In-place Data Masking
In-place Data Masking
One of the ways to protect sensitive data inside databases is data masking. In this article we are going to learn more about in-place data masking and steps to mask your data in place using DataSunrise Database Security.
Static Masking and In-place Masking
In-place Masking bears a resemblance to static masking as masked data is masked persistently, and this process cannot be reversed.
The difference between in-place masking and static masking is that in static masking we have 2 databases:
- source database containing original data
- target database with masked data
In the case of in-place masking, we have just one database which is source and target at the same time.
Masking in place is best used as part of a hybrid database protection approach where different databases are protected using different types of masking:
- static masking
- in-place masking
- dynamic masking
All these masking types are available in DataSunrise Database Protection Suite to ensure that your databases are protected at all times.
In-place Masking in Practice
Sometimes static masking is not a good option:
- it gives additional load on the production database.
- it requires aссess to the production environment from the test environment. In some system architectures it’s physically impossible.
In this case data can be replicated to test enviroment using backups of production database. Backups of any production database are made regularly. So, we only need:
- to restore the database in the test environment
- to mask data in our test environment, where original sensitive data is lost as it is replaced with masked data
This method of masking is called “in-place masking” because data is masked where it resides. Use this method in nonproduction databases only.
DataSunrise tries to preserve (rebuilt after masking) all unique constraints, foreign keys, indexes, check constraints and default constraints in a database. However, it’s not always possible. Auto Increment counters are also preserved (except for Redshift databases).
In-place table filtering works the same as in static masking, that is data not meeting the filtering conditions is permanently deleted.
Steps of In-place Masking From DataSunrise
1) If you want to mask data in place choose Masking → Static masking in the left pane of the DataSunrise UI. Then click Add Task. All previous in-place masking tasks will be saved here for your reference.
2) After that choose the source instance. In the target instance field choose Mask in Place. Please don’t forget to backup your data, because as a result of in-place masking original data is permanently replaced with masked data. After that choose a database you want masked in place and a schema.

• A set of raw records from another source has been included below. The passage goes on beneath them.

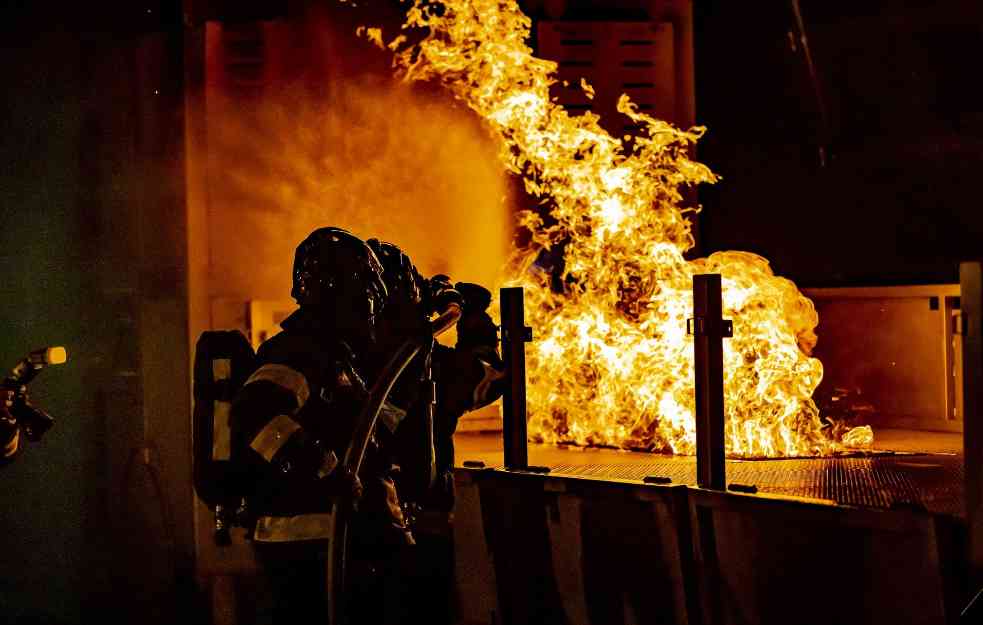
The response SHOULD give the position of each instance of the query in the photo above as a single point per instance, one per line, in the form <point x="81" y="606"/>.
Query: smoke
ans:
<point x="381" y="159"/>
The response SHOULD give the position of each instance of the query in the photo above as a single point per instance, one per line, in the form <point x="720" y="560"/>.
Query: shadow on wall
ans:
<point x="381" y="159"/>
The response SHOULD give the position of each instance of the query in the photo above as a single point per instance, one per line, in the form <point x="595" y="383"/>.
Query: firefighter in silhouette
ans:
<point x="447" y="382"/>
<point x="9" y="432"/>
<point x="293" y="418"/>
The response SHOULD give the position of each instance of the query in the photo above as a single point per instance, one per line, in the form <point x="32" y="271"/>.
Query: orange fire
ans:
<point x="612" y="363"/>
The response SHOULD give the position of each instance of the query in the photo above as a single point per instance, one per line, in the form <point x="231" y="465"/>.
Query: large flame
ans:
<point x="612" y="363"/>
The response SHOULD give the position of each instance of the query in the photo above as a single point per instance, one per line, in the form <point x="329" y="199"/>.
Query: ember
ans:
<point x="612" y="364"/>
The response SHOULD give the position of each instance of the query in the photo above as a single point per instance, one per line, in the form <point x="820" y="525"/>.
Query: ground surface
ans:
<point x="925" y="470"/>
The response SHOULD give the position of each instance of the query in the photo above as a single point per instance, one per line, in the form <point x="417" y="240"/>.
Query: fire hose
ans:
<point x="351" y="462"/>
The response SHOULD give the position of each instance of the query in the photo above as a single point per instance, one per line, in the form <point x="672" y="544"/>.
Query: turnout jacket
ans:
<point x="291" y="423"/>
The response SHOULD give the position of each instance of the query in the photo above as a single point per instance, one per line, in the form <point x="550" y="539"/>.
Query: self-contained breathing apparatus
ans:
<point x="224" y="359"/>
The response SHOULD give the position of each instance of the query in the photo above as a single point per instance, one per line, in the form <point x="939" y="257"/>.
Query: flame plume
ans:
<point x="612" y="364"/>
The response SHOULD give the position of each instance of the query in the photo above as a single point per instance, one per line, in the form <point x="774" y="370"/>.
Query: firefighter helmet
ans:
<point x="401" y="277"/>
<point x="335" y="270"/>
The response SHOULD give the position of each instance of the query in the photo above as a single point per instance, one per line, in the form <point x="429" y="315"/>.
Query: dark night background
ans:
<point x="87" y="207"/>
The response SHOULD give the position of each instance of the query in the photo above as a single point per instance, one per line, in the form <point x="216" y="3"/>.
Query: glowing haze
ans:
<point x="611" y="363"/>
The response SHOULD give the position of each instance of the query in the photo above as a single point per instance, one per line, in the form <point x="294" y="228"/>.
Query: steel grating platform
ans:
<point x="906" y="479"/>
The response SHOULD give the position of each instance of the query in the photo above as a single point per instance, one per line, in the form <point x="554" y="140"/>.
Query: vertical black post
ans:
<point x="971" y="314"/>
<point x="708" y="329"/>
<point x="515" y="334"/>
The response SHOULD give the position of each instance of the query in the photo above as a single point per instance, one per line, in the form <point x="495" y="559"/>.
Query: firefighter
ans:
<point x="467" y="376"/>
<point x="293" y="418"/>
<point x="9" y="431"/>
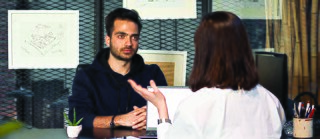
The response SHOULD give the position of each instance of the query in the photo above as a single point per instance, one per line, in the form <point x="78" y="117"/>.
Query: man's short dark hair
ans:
<point x="123" y="14"/>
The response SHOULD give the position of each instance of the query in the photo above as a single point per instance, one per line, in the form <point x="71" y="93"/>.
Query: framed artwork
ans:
<point x="163" y="9"/>
<point x="39" y="39"/>
<point x="172" y="63"/>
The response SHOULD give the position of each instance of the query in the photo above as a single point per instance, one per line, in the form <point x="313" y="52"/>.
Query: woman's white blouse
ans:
<point x="213" y="113"/>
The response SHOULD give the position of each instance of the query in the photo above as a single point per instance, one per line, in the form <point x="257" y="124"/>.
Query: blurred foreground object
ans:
<point x="9" y="126"/>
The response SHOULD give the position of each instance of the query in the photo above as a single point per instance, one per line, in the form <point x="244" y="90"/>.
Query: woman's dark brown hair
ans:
<point x="223" y="56"/>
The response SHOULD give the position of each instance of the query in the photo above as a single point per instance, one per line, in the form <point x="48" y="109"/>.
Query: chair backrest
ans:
<point x="273" y="74"/>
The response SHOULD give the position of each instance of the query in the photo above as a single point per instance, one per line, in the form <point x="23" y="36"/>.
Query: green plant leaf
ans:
<point x="79" y="122"/>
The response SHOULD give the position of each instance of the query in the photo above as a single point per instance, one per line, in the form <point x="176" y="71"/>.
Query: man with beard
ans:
<point x="101" y="93"/>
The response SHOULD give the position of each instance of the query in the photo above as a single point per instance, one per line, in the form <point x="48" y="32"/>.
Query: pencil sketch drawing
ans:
<point x="46" y="39"/>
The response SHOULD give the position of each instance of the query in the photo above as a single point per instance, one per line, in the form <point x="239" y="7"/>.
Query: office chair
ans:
<point x="273" y="75"/>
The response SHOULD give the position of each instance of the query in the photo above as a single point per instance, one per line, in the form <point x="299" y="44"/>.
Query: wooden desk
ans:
<point x="96" y="133"/>
<point x="110" y="133"/>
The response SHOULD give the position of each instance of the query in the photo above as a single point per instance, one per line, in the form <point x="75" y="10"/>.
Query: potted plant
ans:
<point x="73" y="128"/>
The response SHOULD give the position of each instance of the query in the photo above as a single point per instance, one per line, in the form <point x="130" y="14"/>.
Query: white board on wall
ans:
<point x="43" y="39"/>
<point x="178" y="57"/>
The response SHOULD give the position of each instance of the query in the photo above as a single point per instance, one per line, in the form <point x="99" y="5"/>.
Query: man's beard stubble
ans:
<point x="117" y="55"/>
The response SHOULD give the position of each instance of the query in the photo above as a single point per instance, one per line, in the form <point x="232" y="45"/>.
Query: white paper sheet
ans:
<point x="43" y="39"/>
<point x="163" y="9"/>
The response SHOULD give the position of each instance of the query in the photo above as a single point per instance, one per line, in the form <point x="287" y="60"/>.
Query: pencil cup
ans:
<point x="303" y="127"/>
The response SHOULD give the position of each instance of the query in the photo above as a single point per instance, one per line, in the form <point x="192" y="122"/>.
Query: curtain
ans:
<point x="296" y="34"/>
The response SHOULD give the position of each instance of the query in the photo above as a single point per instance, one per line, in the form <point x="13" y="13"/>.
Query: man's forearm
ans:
<point x="104" y="121"/>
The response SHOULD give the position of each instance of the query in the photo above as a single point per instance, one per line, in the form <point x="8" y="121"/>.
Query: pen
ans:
<point x="307" y="109"/>
<point x="312" y="112"/>
<point x="302" y="111"/>
<point x="295" y="110"/>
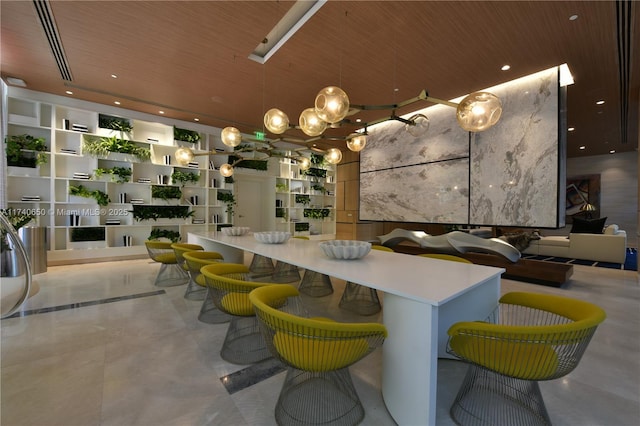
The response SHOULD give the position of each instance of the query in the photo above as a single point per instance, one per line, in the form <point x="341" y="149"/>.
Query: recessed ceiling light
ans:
<point x="15" y="81"/>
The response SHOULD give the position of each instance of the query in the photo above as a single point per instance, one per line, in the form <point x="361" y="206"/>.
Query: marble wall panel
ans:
<point x="428" y="193"/>
<point x="389" y="145"/>
<point x="513" y="169"/>
<point x="514" y="165"/>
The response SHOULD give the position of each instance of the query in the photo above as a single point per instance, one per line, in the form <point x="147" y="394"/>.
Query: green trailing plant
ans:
<point x="80" y="191"/>
<point x="142" y="212"/>
<point x="303" y="199"/>
<point x="229" y="199"/>
<point x="118" y="174"/>
<point x="118" y="124"/>
<point x="184" y="178"/>
<point x="87" y="234"/>
<point x="102" y="146"/>
<point x="318" y="187"/>
<point x="185" y="135"/>
<point x="156" y="234"/>
<point x="316" y="213"/>
<point x="165" y="192"/>
<point x="18" y="147"/>
<point x="301" y="227"/>
<point x="248" y="164"/>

In the picture below this database is called “sales_summer” and the schema is “public”. In the Transferred Tables section below some checkboxes are checked automatically to ensure better masking.
Here is what these checkboxes do:
- Create Unique Constraints, Create Foreign Keys, Create Indexes, Create Check Constraints, Create Default Constraints mean that these elements are to be rebuilt in the masked schema, if it is possible.
- Use Parallel Load – increases masking speed for big tables.
- Apply Related Tables Filters – the filter will be applied not only to a specified table, but also to the tables related to this table via foreign keys.
- Automatically resolve relationship types between related tables if there are Undefined ones – it means that related tables will not be discovered only by the Table Relations tool (Configuration → Table relations in the DataSunrise UI) but also based on an algorithm using indirect table relations.
3) Scroll down and click Select under the Transferred Tables section.
4) Now let us select the whole schema where we want several tables selected (for us it’s the “public” schema) and click Done.
5) Now we can expand the selected “public” schema and select columns for masking.
6) For each of the columns you can set a masking method by clicking the Set Masking Method button. Let’s mask columns FirstName and LastName using a fixed string.
In the picture below you can see how our data looks now in our PostgreSQL table. As you can see, columns FirstName and LastName are masked in place now.
In-place masking from DataSunrise a very convenient tool to keep your sensitive data masked and under control at all times.